In a letter to state school chiefs earlier this month, a top aide to U.S. Education Secretary Arne Duncan said that the department has become aware of the difficulty many school districts face in getting the evaluation system into place.

The evaluations are a key component of the federal transformation model - one of four turnaround options that districts could employ within the SIG program. The transformation model is probably the most common option because school administrators generally view the other options - which include reopening a school as a charter or replacing 50 percent of the staff - as too drastic.

The federal waiver proposal comes as lawmakers in Sacramento only last week, sidelined legislation that would have revised the state's system for evaluating teachers and for the for the first time, called on school districts to use student outcomes as part of the performance analysis.

Michael Yudin, acting assistant U.S. Education Secretary, said in his letter that the educator evaluation system must take into account data on student academic growth as a significant factor as well as multiple observation-based assessments and graduation rates - among other elements.

To qualify for the waiver:

A school would have begun the transformation model during the 2010-11 school year (cohort one) and was not able to complete "development and implementation" of its evaluation systems during that year.

Schools would still be required to develop and implement a pilot program for evaluating teachers and principals no later than the 2012-13 school year. The piloted systems should be capable of being used for decisions regarding, for example, retention, promotion, compensation, and rewards, no later than the 2013-14 school year.

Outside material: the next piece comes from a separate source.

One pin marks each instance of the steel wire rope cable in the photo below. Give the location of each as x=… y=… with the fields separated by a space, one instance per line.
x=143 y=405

One issue raised by state officials is that by 2013-14, California's first cohort of SIG schools will no longer be covered under the three-year grant period. The question is whether those schools will continue to be required to use the evaluation system.

Expectations are that the Obama administration will continue to make teacher evaluations tied to student test scores a key component of any federal education grant and a likely element of a reauthorization of the No Child Left Behind Act.

Yudin's letter also references the same deadlines for a state's second cohort of schools in the SIG program. In California, the second cohort has yet to be awarded any funds and has been pushed back a year.